Workforce models that optimise skill mix and enable people to work at the top of their licence can increase system capacity and extend the reach to older people who are currently excluded from access to rehabilitation. A strategic and integrated approach can be facilitated by appointing a rehabilitation director operating at executive level within the system and establishing a local network of providers who consider existing services and collaborate to improve access, ensure equity of provision, reduce fragmentation and make best use of collective workforce capacity. Capacity planning involves assessing needs of individuals and aggregating at a neighbourhood level. There are models to help in planning required capacity.85 Population segmentation and risk stratification have been applied over recent decades to better understand levels of need within a neighbourhood and plan capacity of teams accordingly.
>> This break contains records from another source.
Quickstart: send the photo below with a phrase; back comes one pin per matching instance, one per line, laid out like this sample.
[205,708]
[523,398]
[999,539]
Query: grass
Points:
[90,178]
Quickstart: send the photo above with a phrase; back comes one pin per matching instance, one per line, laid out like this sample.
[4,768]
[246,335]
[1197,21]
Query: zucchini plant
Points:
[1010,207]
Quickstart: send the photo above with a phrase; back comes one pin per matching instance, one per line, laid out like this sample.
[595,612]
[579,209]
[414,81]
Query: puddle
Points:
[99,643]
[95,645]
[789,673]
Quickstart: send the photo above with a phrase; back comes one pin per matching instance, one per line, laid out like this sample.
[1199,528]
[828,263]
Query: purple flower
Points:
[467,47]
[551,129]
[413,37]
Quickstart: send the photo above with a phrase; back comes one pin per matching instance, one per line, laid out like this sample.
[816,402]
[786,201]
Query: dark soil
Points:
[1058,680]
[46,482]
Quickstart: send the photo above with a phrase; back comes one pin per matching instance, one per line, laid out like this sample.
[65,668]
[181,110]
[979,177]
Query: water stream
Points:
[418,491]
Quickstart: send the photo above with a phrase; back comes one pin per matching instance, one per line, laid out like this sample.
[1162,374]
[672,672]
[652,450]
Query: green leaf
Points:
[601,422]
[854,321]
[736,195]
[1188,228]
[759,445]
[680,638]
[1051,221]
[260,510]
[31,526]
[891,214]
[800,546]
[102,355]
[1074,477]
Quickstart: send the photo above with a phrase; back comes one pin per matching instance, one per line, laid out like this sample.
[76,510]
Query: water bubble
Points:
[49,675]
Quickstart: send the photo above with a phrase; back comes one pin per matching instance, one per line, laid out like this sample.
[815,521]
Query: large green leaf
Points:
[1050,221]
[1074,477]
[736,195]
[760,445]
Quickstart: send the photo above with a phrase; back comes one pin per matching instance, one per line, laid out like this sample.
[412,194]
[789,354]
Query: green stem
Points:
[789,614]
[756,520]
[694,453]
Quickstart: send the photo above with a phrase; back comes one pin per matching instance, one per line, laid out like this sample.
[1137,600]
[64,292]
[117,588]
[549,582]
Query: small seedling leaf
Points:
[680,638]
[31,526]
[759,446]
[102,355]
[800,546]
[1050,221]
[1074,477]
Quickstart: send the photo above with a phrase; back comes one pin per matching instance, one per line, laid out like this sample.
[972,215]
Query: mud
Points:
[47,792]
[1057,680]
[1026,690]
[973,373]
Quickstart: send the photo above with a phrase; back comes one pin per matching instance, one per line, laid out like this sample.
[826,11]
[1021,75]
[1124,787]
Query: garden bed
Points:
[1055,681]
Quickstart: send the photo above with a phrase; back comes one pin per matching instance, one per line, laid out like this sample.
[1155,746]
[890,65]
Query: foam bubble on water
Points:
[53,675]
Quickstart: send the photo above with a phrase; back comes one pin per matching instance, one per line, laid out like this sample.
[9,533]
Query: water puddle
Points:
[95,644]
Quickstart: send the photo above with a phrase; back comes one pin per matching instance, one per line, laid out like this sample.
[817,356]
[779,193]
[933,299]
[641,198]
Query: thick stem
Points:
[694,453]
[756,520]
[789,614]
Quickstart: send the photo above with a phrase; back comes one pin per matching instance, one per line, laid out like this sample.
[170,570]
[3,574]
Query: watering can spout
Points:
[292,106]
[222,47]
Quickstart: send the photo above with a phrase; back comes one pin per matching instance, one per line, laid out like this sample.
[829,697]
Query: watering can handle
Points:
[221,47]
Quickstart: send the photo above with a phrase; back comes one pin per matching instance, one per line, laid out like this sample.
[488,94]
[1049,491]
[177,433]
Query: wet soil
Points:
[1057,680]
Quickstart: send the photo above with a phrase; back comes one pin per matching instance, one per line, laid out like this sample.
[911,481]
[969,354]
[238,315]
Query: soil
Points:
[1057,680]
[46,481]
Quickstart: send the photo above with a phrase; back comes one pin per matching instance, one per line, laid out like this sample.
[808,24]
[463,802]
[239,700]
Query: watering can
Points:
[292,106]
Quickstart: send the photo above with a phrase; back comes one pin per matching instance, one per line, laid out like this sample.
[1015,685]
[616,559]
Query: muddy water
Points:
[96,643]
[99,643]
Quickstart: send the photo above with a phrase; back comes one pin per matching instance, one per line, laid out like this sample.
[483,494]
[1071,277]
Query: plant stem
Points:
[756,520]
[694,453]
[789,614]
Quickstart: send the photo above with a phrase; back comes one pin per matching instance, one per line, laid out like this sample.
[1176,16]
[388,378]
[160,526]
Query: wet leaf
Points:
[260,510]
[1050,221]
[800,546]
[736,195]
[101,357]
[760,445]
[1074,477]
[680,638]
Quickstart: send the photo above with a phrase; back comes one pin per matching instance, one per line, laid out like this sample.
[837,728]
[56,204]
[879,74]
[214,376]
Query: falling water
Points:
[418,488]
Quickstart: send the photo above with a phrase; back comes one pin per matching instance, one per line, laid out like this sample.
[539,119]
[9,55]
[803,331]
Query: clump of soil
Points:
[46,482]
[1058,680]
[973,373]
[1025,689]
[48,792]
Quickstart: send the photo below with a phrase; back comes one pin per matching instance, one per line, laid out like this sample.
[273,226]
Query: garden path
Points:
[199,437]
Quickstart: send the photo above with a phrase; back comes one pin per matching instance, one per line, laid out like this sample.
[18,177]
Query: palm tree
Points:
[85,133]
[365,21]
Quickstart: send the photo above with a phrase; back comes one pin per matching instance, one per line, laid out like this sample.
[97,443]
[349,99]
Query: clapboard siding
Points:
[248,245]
Many rehabilitation programmes are for specific conditions (eg stroke, heart failure, respiratory disease) but often have common elements and shared resources that are useful for people with multimorbidity or frailty. Flexible delivery may enhance interdisciplinary learning and service efficiency as illustrated by the generic Healthy and Active Rehabilitation Programme developed in Ayrshire in Scotland, working with leisure service partners.86 

The Collaborate Don’t Compete project87 describes how different exercise professionals can work together to promote stronger rehabilitation outcomes, including for older people. 

Key message 8
Rehabilitation is a multi-agency endeavour involving many health and social care disciplines, voluntary sector, volunteers, unpaid carers, housing and community leisure services. Systems should work with all partners to offer rehabilitation for older people as a key component of health and social care within age-friendly communities.

Case study examples

NHS Fife Intermediate Care Service

The NHS Fife Intermediate Care Service provides rehabilitation to people within their own homes. This community rehabilitation initiative aims to ensure patients have the best chance of achieving their personal goals, improving independence, general health and wellbeing, whilst in their home or homely setting. 

Working together to improve outcomes for Pat in St Andrews, Fife:  Following initial inpatient rehabilitation after a stroke, Pat was referred to the local intermediate care team for Early Supported Discharge rehabilitation at home with a personal goal to be able to walk outside again with a stick. Rehabilitation support workers visited Pat daily, encouraging her to regain independence with personal care, and developed a personalised exercise programme to promote balance, mobility, self-management, independence and wellbeing. Pat progressed to walk with a stick indoors then outside with support workers. She started an out-patient rehabilitation class at the local community hospital and was motivated by exercising with others. She then moved on to Active Options, a community exercise group. A local area co-ordinator helped Pat identify a social group that could support her to get out and about, be active and socialise.

Read more about community rehabilitation in NHS Fife at www.nhsfife.org/services/all-services/icass-integrated-community-assessm...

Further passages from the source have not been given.